10. The method of claim 9 further comprising, subsequent to evaluating the request at the first computing node, making a routing decision at the first computing node.

11. The method of claim 9 wherein the modifying the response occurs at the second computing node.

12. The method of claim 9 wherein the modifying the response occurs at a third computing node.

13. The method of claim 9 further comprising exchanging heartbeat messages between the first and second computing nodes.

14. The method of claim 9 further comprising switching the functions of the first computing node to the second computing node and switching the functions of the second computing node to a third computing node if the first computing node is unavailable.

15. The method of claim 9 further comprising switching the functions of the second computing node to a third computing node if the second computing node is unavailable.

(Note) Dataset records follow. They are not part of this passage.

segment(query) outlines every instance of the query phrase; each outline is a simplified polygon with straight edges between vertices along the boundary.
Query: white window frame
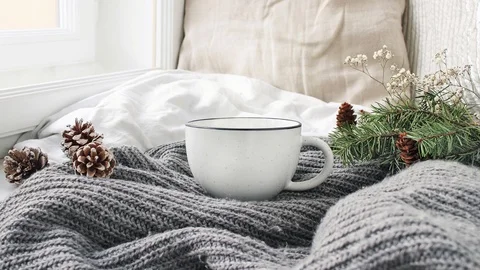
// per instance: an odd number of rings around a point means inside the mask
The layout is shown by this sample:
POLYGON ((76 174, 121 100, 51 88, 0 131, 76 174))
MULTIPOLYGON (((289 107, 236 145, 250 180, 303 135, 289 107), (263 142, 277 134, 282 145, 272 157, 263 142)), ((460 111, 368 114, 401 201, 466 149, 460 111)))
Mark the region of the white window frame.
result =
POLYGON ((77 1, 57 0, 59 26, 51 29, 1 30, 0 45, 76 38, 77 1))
POLYGON ((154 0, 155 64, 157 67, 176 68, 183 40, 184 0, 154 0), (157 2, 158 1, 158 2, 157 2))
POLYGON ((93 62, 96 8, 96 0, 58 0, 59 27, 1 30, 0 72, 93 62))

16. A computer program product comprising computer-interpretable instructions on computer-readable media in a cluster system, which when executed:

responsive to the receipt of a request addressed to a virtual address, evaluate the request associated with a first computing node;

modifying the request associated with the first computing node to associate it with a second computing node;

sending the request to the second computing node;

generate a response at the second computing node;

modifying the response to associate the response with the virtual address; and

send the response;

wherein the modifying the response does not occur on the first computing node.

17. The computer program product of claim 16 wherein the response is modified on the second computing node.

18. The computer program product of claim 16 wherein the response is modified on a third computing node.

19. The computer program product of claim 16, further comprising instructions that substitute a third computing node for the second computing node if the second computing node is unavailable.

20. The computer program product of claim 16, further comprising instructions that substitute the second computing node for the first computing node and a third computing node for the second computing node if the first computing node is unavailable.